Le Maroc confirme son leadership continental en matière de protection de la propriété intellectuelle en 2026, selon l’International Intellectual Property Index. Classé 22e mondial, le Royaume se distingue par la solidité de son cadre juridique, malgré des lacunes en matière d’application des règles
Le Maroc s’impose, pour la quatrième année consécutive, comme le pays africain le plus performant en matière de protection de la propriété intellectuelle, selon l’édition 2026 de l’International Intellectual Property Index, publié par le Global Innovation Policy Center, un think tank affilié à la Chambre de commerce des États-Unis.
Avec un score de 59,19 points sur 100, le Royaume occupe la 22e place sur 55 économies représentant près de 90 % du PIB mondial. Ce classement repose sur 53 indicateurs couvrant notamment les brevets, les droits d’auteur, les marques, les dessins et modèles, ainsi que l’application des réglementations et l’adhésion aux traités internationaux.
Un cadre juridique solide et reconnu
La performance du Maroc s’appuie principalement sur la robustesse de son système de protection des brevets et des droits connexes. Le pays bénéficie également de son engagement dans plusieurs conventions internationales structurantes, telles que le Traité de Singapour sur les droits des marques et l’Acte de Genève de l’Arrangement de Lisbonne, qui a modernisé la protection des appellations d’origine et élargi leur champ aux indications géographiques.
Ces avancées contribuent à renforcer l’attractivité du Royaume auprès des investisseurs et des entreprises innovantes, en garantissant un environnement juridique plus sécurisé pour la valorisation des actifs immatériels.
Des faiblesses dans l’application des règles
Malgré ces acquis, des insuffisances persistent. Le rapport pointe notamment des difficultés dans l’application effective des lois relatives à la propriété intellectuelle. Les niveaux élevés de contrefaçon et de piratage, tant physique que numérique, continuent de peser sur l’efficacité du dispositif.
Par ailleurs, l’absence de mesures incitatives spécifiques pour encourager le développement de médicaments orphelins illustre les marges de progression du système marocain.

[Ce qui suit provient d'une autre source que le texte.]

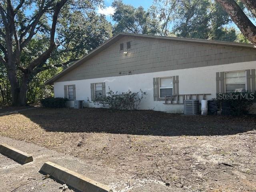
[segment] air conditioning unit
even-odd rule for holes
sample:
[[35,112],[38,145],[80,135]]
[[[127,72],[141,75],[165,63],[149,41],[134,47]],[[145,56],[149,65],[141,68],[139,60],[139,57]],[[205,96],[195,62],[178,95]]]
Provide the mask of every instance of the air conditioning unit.
[[83,103],[83,100],[75,100],[74,108],[75,109],[82,109],[84,106]]
[[184,114],[185,115],[199,114],[199,101],[190,99],[184,101]]

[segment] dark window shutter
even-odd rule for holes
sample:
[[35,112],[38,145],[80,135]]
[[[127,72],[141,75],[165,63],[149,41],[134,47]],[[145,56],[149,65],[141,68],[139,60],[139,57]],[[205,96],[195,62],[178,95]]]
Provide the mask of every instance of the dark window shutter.
[[105,85],[105,82],[102,83],[102,94],[103,94],[103,97],[106,97],[106,86]]
[[153,91],[154,100],[158,100],[159,97],[159,78],[153,78]]
[[76,100],[76,85],[73,85],[73,94],[74,100]]
[[256,89],[255,70],[246,70],[246,90],[254,92]]
[[172,77],[172,83],[173,84],[173,95],[179,94],[179,76],[178,76]]
[[225,87],[224,72],[216,73],[216,93],[224,93]]
[[94,84],[91,83],[91,100],[94,98]]
[[127,49],[131,48],[131,42],[126,42],[126,48]]
[[64,98],[68,98],[68,94],[67,93],[67,86],[64,86]]

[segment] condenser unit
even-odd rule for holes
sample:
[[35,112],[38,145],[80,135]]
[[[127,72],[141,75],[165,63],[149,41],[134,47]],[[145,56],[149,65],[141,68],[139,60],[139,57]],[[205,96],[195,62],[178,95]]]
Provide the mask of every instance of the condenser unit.
[[185,115],[199,114],[199,101],[190,99],[184,101],[184,114]]
[[74,107],[75,109],[82,109],[83,103],[84,101],[82,100],[75,100]]

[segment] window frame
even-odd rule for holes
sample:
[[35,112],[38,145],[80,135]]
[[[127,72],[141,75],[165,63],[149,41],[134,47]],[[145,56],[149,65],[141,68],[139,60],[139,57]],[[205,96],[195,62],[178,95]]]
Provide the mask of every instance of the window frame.
[[[70,84],[70,85],[65,85],[66,89],[66,96],[66,96],[66,98],[68,99],[68,101],[74,101],[76,100],[76,85],[74,84]],[[70,86],[72,86],[73,87],[73,98],[70,99],[69,98],[69,92],[68,91],[68,87]],[[64,92],[65,93],[65,92]]]
[[[167,78],[170,78],[172,80],[172,87],[161,87],[160,85],[160,81],[161,80],[161,79],[164,79]],[[159,99],[164,99],[165,97],[161,97],[161,89],[172,89],[172,96],[173,96],[173,77],[170,76],[170,77],[159,77],[158,78],[158,92],[159,92]]]
[[[224,72],[224,90],[225,93],[227,92],[226,85],[235,85],[236,84],[241,84],[241,83],[226,83],[226,74],[228,73],[235,73],[236,72],[244,72],[245,74],[245,82],[244,83],[245,85],[245,91],[247,91],[247,78],[246,78],[246,70],[239,70],[237,71],[226,71]],[[242,92],[242,91],[241,91]]]
[[[101,84],[101,90],[96,90],[96,85],[97,84]],[[101,97],[100,97],[100,98],[102,98],[104,96],[104,93],[103,93],[103,83],[95,83],[94,84],[94,97],[95,98],[97,98],[96,97],[96,91],[101,91],[101,92],[102,93],[102,95]]]
[[[130,44],[130,48],[128,48],[128,44]],[[132,44],[131,43],[131,41],[128,41],[126,42],[126,49],[127,50],[130,50],[132,48]]]

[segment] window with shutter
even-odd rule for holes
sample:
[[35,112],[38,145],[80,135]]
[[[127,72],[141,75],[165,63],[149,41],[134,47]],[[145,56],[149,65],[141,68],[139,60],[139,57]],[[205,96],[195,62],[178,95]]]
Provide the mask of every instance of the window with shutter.
[[129,49],[131,48],[131,42],[130,41],[126,42],[126,48],[127,49]]
[[120,50],[122,51],[124,50],[124,44],[120,43]]
[[102,98],[106,96],[105,82],[91,84],[91,98],[92,100]]
[[226,92],[245,91],[246,90],[246,71],[225,73]]
[[67,98],[70,100],[76,99],[75,85],[65,85],[64,90],[65,98]]
[[164,101],[166,96],[175,98],[179,95],[179,76],[154,78],[153,88],[154,101]]
[[160,98],[164,98],[166,97],[172,97],[173,85],[172,77],[165,77],[159,78],[159,92]]

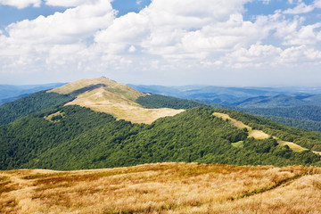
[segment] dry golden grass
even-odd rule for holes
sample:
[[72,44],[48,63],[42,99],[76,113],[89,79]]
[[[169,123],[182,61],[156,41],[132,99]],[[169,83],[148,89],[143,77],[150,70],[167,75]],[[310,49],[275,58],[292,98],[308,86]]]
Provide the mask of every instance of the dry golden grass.
[[88,86],[97,85],[97,84],[104,84],[108,87],[108,91],[110,92],[117,92],[119,94],[122,94],[127,99],[131,101],[136,101],[139,96],[144,96],[144,94],[140,93],[126,85],[117,83],[113,80],[106,78],[104,77],[100,77],[97,78],[83,78],[78,81],[67,84],[61,87],[54,88],[48,92],[55,92],[58,94],[70,94],[76,90],[84,88]]
[[219,113],[219,112],[214,112],[213,115],[214,115],[215,117],[221,118],[221,119],[223,119],[226,120],[226,121],[228,119],[233,126],[235,126],[235,127],[236,127],[236,128],[245,128],[248,131],[251,131],[251,130],[252,130],[252,128],[251,128],[251,127],[243,124],[243,123],[241,122],[241,121],[238,121],[238,120],[236,120],[236,119],[232,119],[232,118],[231,118],[229,115],[227,115],[227,114]]
[[308,150],[307,148],[303,148],[303,147],[301,147],[298,144],[295,144],[292,142],[279,141],[278,144],[280,145],[288,145],[294,152],[302,152],[302,151]]
[[318,213],[320,172],[194,163],[1,171],[0,182],[10,182],[2,185],[0,212]]
[[80,105],[94,111],[113,115],[133,123],[151,124],[159,118],[174,116],[184,110],[145,109],[125,96],[109,92],[104,87],[81,94],[67,105]]
[[249,137],[254,137],[255,139],[268,139],[270,137],[269,135],[260,130],[251,130],[249,134]]
[[122,119],[133,123],[145,124],[151,124],[157,119],[174,116],[184,111],[184,110],[168,108],[143,108],[135,101],[139,96],[145,95],[144,94],[103,77],[93,79],[80,79],[48,92],[70,94],[83,87],[97,84],[104,84],[107,86],[84,92],[77,95],[75,100],[66,105],[80,105],[96,111],[111,114],[118,119]]

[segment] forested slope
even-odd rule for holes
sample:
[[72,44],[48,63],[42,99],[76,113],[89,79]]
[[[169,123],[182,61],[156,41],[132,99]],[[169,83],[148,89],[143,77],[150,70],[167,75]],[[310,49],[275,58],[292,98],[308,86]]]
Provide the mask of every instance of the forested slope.
[[29,114],[63,105],[72,99],[69,95],[42,91],[4,103],[0,106],[0,125],[8,124]]
[[[246,130],[213,116],[223,111],[197,107],[144,125],[76,105],[60,107],[0,127],[0,169],[80,169],[163,161],[321,166],[320,156],[309,151],[294,152],[272,138],[248,138]],[[225,112],[280,137],[294,136],[290,128]],[[321,135],[302,131],[295,136],[309,148],[319,146]],[[240,141],[243,147],[233,145]]]

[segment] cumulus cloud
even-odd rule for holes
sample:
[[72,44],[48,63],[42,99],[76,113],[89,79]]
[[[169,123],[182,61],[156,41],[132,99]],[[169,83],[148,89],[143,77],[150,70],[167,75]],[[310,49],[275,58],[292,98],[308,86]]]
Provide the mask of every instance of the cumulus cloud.
[[[45,4],[50,6],[76,7],[83,4],[91,4],[97,0],[45,0]],[[106,0],[106,2],[110,2]]]
[[287,9],[284,12],[284,14],[300,14],[307,13],[313,11],[315,7],[313,5],[307,5],[304,3],[300,3],[294,8]]
[[0,0],[0,5],[1,4],[22,9],[31,5],[38,7],[41,4],[41,0]]

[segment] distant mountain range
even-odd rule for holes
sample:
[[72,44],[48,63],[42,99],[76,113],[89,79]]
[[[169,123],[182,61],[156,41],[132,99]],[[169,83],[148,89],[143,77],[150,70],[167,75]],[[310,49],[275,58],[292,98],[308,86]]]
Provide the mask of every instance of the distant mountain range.
[[222,87],[136,86],[143,92],[238,107],[321,105],[321,87]]
[[0,85],[0,105],[38,91],[48,90],[63,85],[65,85],[65,83],[26,86]]
[[321,166],[321,133],[208,103],[80,79],[0,106],[0,169],[164,161]]

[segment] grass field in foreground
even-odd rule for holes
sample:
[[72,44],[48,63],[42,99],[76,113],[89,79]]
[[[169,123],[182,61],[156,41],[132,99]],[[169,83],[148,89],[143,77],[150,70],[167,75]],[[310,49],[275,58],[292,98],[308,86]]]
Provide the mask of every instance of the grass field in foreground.
[[319,213],[319,173],[195,163],[0,171],[0,212]]

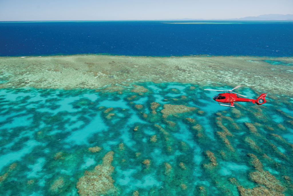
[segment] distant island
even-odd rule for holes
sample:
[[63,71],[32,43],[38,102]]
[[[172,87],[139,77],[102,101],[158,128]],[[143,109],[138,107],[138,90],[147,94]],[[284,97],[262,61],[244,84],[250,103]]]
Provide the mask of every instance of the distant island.
[[293,14],[270,14],[260,15],[257,16],[247,16],[244,18],[164,18],[159,20],[166,21],[195,21],[205,20],[233,20],[233,21],[293,21]]

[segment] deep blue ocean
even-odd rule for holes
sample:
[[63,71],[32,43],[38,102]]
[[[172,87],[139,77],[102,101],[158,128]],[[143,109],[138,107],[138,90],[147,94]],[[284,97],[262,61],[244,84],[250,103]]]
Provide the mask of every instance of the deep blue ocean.
[[0,22],[0,56],[293,55],[293,22]]

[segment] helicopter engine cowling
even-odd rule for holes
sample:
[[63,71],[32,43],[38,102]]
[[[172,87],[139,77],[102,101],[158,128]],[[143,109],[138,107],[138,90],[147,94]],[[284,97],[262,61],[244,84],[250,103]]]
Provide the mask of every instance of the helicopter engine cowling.
[[255,100],[255,103],[258,105],[262,105],[267,102],[265,98],[267,96],[266,93],[262,93],[259,96],[257,99]]

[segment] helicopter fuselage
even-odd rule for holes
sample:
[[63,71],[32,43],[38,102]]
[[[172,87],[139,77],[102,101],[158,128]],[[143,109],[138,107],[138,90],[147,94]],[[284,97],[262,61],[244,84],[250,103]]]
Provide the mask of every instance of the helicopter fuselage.
[[[213,99],[219,103],[221,105],[225,106],[234,107],[234,102],[252,102],[253,103],[256,103],[258,105],[263,104],[266,102],[265,97],[267,95],[266,93],[263,93],[256,99],[253,99],[241,97],[235,93],[231,92],[226,92],[224,93],[219,93],[214,96]],[[220,103],[224,104],[229,103],[229,104],[222,104]]]

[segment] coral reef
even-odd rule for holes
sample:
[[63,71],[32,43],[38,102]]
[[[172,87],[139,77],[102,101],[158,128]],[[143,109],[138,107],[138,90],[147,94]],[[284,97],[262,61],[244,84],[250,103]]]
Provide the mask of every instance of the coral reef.
[[186,190],[187,189],[187,186],[185,184],[181,184],[180,185],[180,187],[182,190]]
[[137,130],[138,130],[138,128],[139,127],[138,126],[136,126],[133,129],[133,131],[137,131]]
[[114,113],[109,113],[106,116],[106,118],[108,120],[110,120],[112,118],[112,116],[115,116],[115,114]]
[[164,163],[164,165],[165,165],[165,175],[168,175],[170,174],[170,173],[171,172],[172,170],[172,167],[168,163]]
[[193,107],[188,107],[183,105],[172,105],[164,104],[164,109],[161,110],[163,116],[166,118],[169,115],[176,114],[184,113],[191,111],[197,109]]
[[138,109],[142,109],[144,107],[141,104],[136,104],[134,105],[134,107]]
[[132,194],[132,196],[139,196],[139,193],[138,192],[138,191],[135,191]]
[[231,144],[230,143],[230,142],[229,141],[229,140],[226,137],[226,135],[225,133],[224,132],[217,131],[217,133],[219,136],[222,139],[222,140],[224,142],[224,143],[225,143],[226,147],[231,151],[232,152],[235,151],[235,150],[231,145]]
[[142,86],[138,85],[133,85],[134,88],[131,90],[132,92],[136,93],[145,92],[147,92],[149,90]]
[[64,153],[62,152],[58,152],[55,154],[53,158],[55,160],[58,159],[62,160],[65,158],[64,155]]
[[102,148],[98,146],[95,146],[94,147],[89,148],[88,149],[92,153],[96,153],[99,152],[102,149]]
[[179,163],[179,166],[183,170],[185,170],[186,169],[186,167],[185,167],[185,165],[183,163],[183,162],[180,162]]
[[133,100],[135,98],[136,98],[137,96],[137,95],[132,95],[130,97],[127,97],[127,100],[129,100],[129,101]]
[[218,165],[218,163],[216,160],[216,157],[214,153],[209,151],[207,151],[205,152],[205,153],[209,159],[210,163],[208,164],[204,164],[204,167],[209,169],[212,169],[214,167]]
[[7,177],[8,177],[9,173],[15,169],[17,166],[17,164],[16,163],[12,163],[9,165],[8,170],[4,173],[4,174],[0,176],[0,185],[1,185],[2,183],[7,178]]
[[142,161],[142,163],[144,165],[146,168],[147,168],[151,164],[151,161],[149,159],[145,159]]
[[86,171],[84,175],[79,179],[76,187],[80,195],[100,195],[117,192],[111,177],[114,170],[111,165],[113,154],[112,151],[107,153],[103,157],[100,165],[93,170]]
[[250,123],[246,122],[244,123],[244,124],[247,127],[248,129],[249,129],[250,132],[255,135],[259,136],[260,135],[257,131],[257,129],[253,125]]
[[119,150],[122,151],[125,150],[125,148],[124,148],[124,144],[123,143],[119,144]]
[[248,155],[251,158],[250,163],[256,170],[249,173],[251,180],[258,184],[264,185],[272,191],[281,194],[284,188],[281,185],[280,182],[268,171],[263,169],[263,164],[256,156],[253,154],[248,154]]
[[156,142],[157,136],[155,135],[154,135],[153,136],[151,137],[151,138],[150,139],[150,140],[152,142],[153,142],[154,143]]
[[57,179],[54,181],[50,187],[50,191],[57,192],[64,185],[64,179],[62,177],[59,177]]
[[106,109],[104,111],[104,113],[105,114],[107,114],[107,113],[109,113],[109,112],[110,111],[113,110],[114,109],[113,107],[109,107],[108,109]]
[[245,139],[244,139],[244,141],[248,143],[249,146],[253,149],[255,150],[256,151],[260,152],[261,151],[261,150],[260,149],[260,148],[255,143],[254,141],[251,138],[249,137],[245,137]]

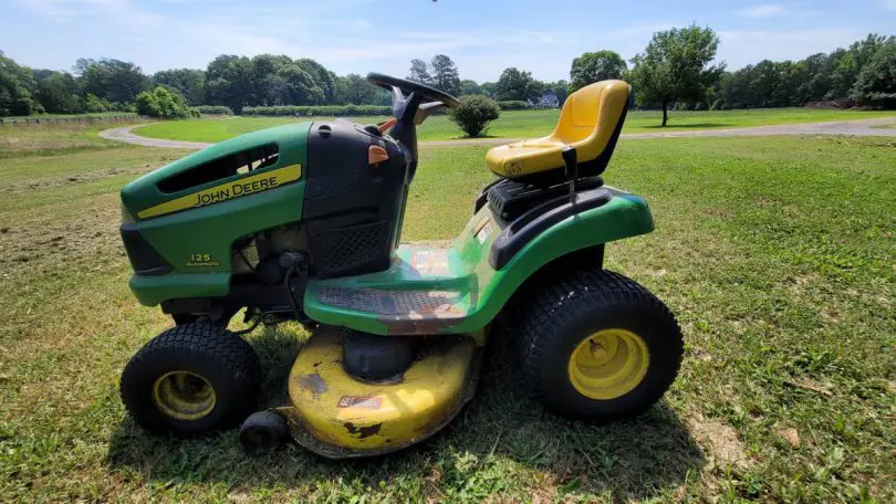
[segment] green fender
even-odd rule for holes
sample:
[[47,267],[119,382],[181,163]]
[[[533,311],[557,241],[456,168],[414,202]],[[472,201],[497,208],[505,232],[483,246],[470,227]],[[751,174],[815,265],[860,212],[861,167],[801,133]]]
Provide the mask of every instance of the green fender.
[[[305,313],[323,324],[379,335],[477,333],[494,319],[527,279],[546,264],[582,249],[653,231],[654,219],[643,198],[612,191],[610,202],[558,222],[529,242],[501,270],[494,270],[488,259],[501,229],[486,206],[444,252],[445,271],[421,272],[415,259],[421,251],[431,254],[444,248],[405,245],[385,272],[309,282]],[[409,291],[440,291],[456,293],[456,302],[439,315],[383,316],[326,304],[321,301],[321,293],[327,288],[351,295],[373,292],[386,297]]]

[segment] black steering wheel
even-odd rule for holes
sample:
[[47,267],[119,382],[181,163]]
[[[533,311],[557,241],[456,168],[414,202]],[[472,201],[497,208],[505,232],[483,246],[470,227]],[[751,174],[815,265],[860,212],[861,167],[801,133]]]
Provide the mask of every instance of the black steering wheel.
[[[367,81],[392,93],[392,107],[398,120],[414,120],[419,124],[438,107],[457,107],[460,102],[435,87],[419,82],[393,77],[381,73],[368,73]],[[423,114],[418,115],[418,111]]]

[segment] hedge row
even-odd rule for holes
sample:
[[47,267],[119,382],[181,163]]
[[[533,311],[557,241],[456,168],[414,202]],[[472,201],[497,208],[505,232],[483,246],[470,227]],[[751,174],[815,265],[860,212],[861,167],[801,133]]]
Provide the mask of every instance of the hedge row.
[[233,111],[223,105],[199,105],[190,108],[202,115],[233,115]]
[[524,111],[529,108],[529,104],[521,99],[506,99],[498,102],[498,106],[501,107],[502,111]]
[[390,116],[392,107],[384,105],[282,105],[246,107],[243,115],[259,116]]

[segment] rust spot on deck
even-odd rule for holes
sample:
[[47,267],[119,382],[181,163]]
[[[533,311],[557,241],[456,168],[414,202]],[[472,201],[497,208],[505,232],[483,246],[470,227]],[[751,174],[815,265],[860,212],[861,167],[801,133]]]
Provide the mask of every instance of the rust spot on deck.
[[369,438],[371,435],[379,433],[379,430],[383,429],[382,423],[374,423],[368,427],[355,427],[352,422],[345,422],[343,427],[345,427],[345,430],[347,430],[350,434],[357,435],[357,439]]
[[311,393],[317,396],[321,393],[326,392],[326,381],[321,378],[321,375],[313,372],[311,375],[303,375],[299,378],[299,387],[311,391]]

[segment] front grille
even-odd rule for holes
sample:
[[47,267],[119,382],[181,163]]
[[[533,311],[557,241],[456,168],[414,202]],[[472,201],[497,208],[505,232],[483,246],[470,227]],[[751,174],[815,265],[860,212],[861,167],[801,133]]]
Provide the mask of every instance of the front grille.
[[385,270],[389,249],[385,221],[317,231],[311,237],[312,266],[322,276]]

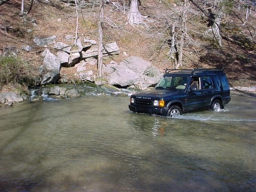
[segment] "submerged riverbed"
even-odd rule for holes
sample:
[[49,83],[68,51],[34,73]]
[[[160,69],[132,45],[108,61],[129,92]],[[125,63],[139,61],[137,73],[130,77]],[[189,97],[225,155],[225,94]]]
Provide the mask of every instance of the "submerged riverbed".
[[129,97],[0,108],[0,191],[256,190],[256,98],[178,119]]

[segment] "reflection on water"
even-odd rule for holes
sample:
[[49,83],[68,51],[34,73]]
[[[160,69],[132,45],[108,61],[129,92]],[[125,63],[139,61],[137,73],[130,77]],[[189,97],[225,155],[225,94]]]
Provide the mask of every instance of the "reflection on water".
[[0,191],[255,191],[255,98],[179,119],[128,97],[0,108]]

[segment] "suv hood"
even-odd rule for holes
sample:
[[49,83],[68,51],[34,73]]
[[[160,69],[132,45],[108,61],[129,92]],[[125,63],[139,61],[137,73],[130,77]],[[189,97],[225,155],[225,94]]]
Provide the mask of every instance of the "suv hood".
[[184,92],[177,90],[168,90],[167,89],[154,89],[144,91],[132,95],[132,97],[142,97],[142,99],[160,99],[165,97],[168,95],[168,97],[174,95],[184,94]]

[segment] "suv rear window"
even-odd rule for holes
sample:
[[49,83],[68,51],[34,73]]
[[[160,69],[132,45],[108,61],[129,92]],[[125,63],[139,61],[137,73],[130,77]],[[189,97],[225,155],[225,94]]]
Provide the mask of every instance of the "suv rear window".
[[203,84],[203,89],[211,89],[214,88],[212,80],[209,76],[206,76],[201,78]]

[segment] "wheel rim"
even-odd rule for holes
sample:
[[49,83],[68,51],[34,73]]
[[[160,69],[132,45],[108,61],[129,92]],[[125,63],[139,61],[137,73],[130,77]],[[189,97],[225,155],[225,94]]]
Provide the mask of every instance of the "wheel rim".
[[220,105],[218,102],[215,103],[213,106],[213,110],[214,111],[220,111]]
[[170,115],[172,118],[174,118],[178,115],[180,115],[180,112],[178,109],[174,109],[172,110]]

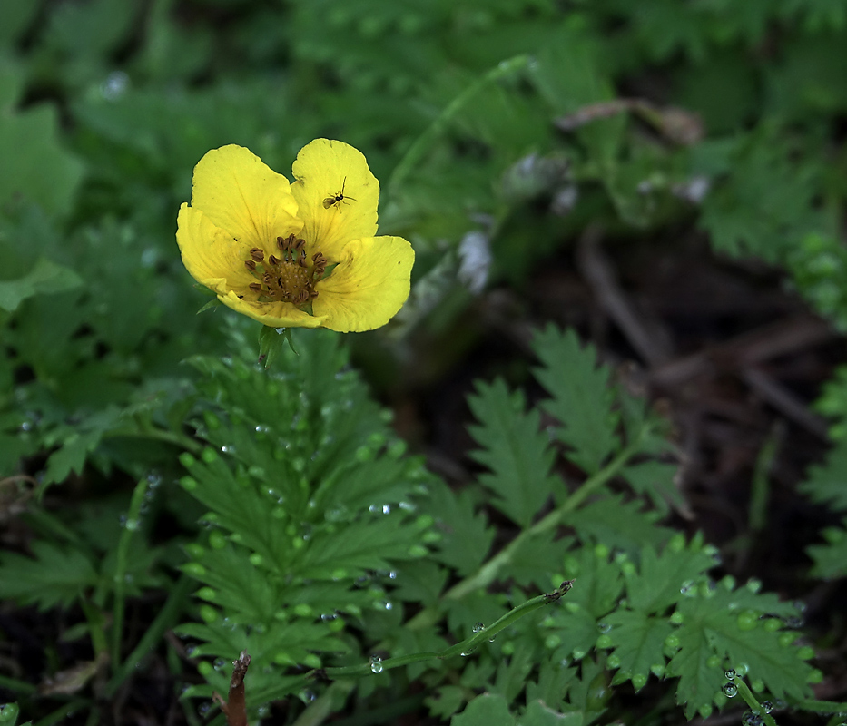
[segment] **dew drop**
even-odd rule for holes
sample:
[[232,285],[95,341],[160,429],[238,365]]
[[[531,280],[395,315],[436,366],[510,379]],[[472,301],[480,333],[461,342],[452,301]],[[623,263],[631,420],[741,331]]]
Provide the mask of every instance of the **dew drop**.
[[741,717],[741,722],[744,726],[762,726],[764,723],[764,719],[763,719],[758,713],[754,711],[744,711],[744,715]]

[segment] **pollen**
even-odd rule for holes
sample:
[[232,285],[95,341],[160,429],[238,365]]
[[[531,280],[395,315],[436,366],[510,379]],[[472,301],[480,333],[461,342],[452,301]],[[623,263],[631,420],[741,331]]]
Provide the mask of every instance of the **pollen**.
[[250,250],[244,266],[256,278],[250,289],[258,294],[259,302],[291,302],[298,307],[318,297],[315,283],[323,277],[327,260],[315,252],[306,258],[306,240],[290,234],[277,237],[278,254],[268,255],[258,247]]

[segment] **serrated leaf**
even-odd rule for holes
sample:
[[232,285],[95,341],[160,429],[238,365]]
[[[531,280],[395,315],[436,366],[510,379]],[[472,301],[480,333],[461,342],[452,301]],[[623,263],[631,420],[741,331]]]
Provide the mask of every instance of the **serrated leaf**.
[[497,534],[488,520],[477,512],[469,490],[453,492],[438,483],[432,487],[430,511],[436,525],[444,534],[438,544],[438,558],[456,569],[461,576],[476,572],[491,549]]
[[623,476],[636,494],[653,502],[653,505],[663,515],[667,514],[669,504],[681,507],[684,505],[682,494],[676,487],[675,478],[679,467],[675,464],[662,461],[642,461],[621,470]]
[[27,298],[65,292],[82,284],[82,278],[70,268],[39,257],[34,267],[24,277],[0,280],[0,308],[15,312]]
[[714,655],[701,623],[686,623],[676,631],[680,650],[667,664],[667,674],[678,676],[676,702],[684,707],[689,719],[712,701],[725,682],[724,669],[710,666],[708,659]]
[[88,455],[97,447],[103,433],[102,429],[72,433],[62,447],[53,452],[47,459],[44,484],[64,482],[72,471],[82,474]]
[[809,469],[800,491],[813,501],[847,510],[847,439],[836,443],[824,464]]
[[684,583],[699,580],[714,566],[698,541],[678,552],[665,548],[661,554],[645,547],[638,574],[626,578],[630,604],[644,613],[662,613],[684,597],[680,593]]
[[674,530],[656,524],[659,514],[645,511],[644,503],[624,502],[623,495],[611,495],[569,512],[563,524],[573,527],[582,540],[603,542],[635,556],[643,546],[659,548]]
[[527,537],[515,551],[509,565],[503,568],[501,580],[512,579],[517,584],[543,592],[553,582],[559,563],[570,547],[570,537],[556,539],[557,533],[546,531]]
[[842,527],[827,527],[821,534],[829,544],[813,544],[806,549],[809,556],[814,560],[812,576],[847,576],[847,530]]
[[620,567],[616,563],[609,562],[608,550],[605,546],[595,549],[586,545],[568,555],[565,574],[576,579],[566,595],[567,602],[578,603],[595,620],[615,607],[624,590]]
[[470,434],[481,450],[471,456],[490,469],[479,481],[494,491],[493,502],[504,515],[528,526],[557,485],[550,476],[555,452],[539,431],[538,411],[525,411],[521,393],[509,394],[506,384],[477,382],[477,394],[468,400],[481,425]]
[[450,719],[450,726],[509,726],[515,717],[508,711],[508,702],[499,693],[483,693],[470,701],[465,710]]
[[759,595],[745,587],[733,592],[718,587],[711,597],[680,601],[677,609],[684,620],[675,634],[681,650],[668,663],[667,673],[680,677],[677,702],[685,704],[686,716],[710,703],[725,681],[723,668],[709,666],[713,655],[728,657],[730,664],[746,664],[747,676],[762,680],[777,698],[810,696],[806,679],[812,667],[797,656],[797,649],[781,645],[778,631],[739,625],[739,603],[742,607],[757,603],[759,611],[770,613],[773,600],[775,595]]
[[665,639],[674,630],[666,619],[617,610],[603,620],[613,626],[608,635],[620,659],[619,672],[647,676],[654,666],[665,666]]
[[556,436],[573,448],[568,458],[595,474],[618,446],[610,371],[596,367],[594,348],[580,347],[573,330],[548,325],[536,334],[532,348],[543,364],[535,376],[553,397],[542,407],[561,423]]
[[584,722],[582,711],[558,713],[541,701],[529,701],[526,712],[518,721],[519,726],[582,726]]
[[48,212],[70,211],[84,167],[60,145],[58,126],[56,110],[44,103],[0,115],[0,203],[22,195]]
[[43,611],[68,607],[81,591],[96,584],[96,570],[78,550],[44,540],[34,540],[31,547],[34,559],[13,553],[0,555],[0,599],[36,604]]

Une Afrique encore en retrait
À l’échelle du continent, le Maroc devance nettement ses pairs. Le Ghana arrive en deuxième position africaine, mais seulement au 38e rang mondial, avec un score de 39,25 points. Il est suivi par le Kenya, l’Afrique du Sud, le Nigeria, l’Égypte et l’Algérie, confirmant le retard global de l’Afrique en matière de protection des droits de propriété intellectuelle.
Un recul global des performances
Au niveau mondial, les États-Unis, le Royaume-Uni, la France, l’Allemagne et la Suède dominent le classement avec des scores supérieurs à 91 points. Toutefois, le rapport souligne une tendance préoccupante : aucune des 15 premières économies n’a amélioré sa performance en 2026, et plusieurs pays européens ont enregistré un recul.
Au total, seuls 20 pays ont progressé cette année, un signal qui alerte sur la nécessité de renforcer les politiques publiques en matière de propriété intellectuelle. Pour les experts, ce levier reste essentiel pour stimuler l’innovation, améliorer la compétitivité et soutenir une croissance économique durable.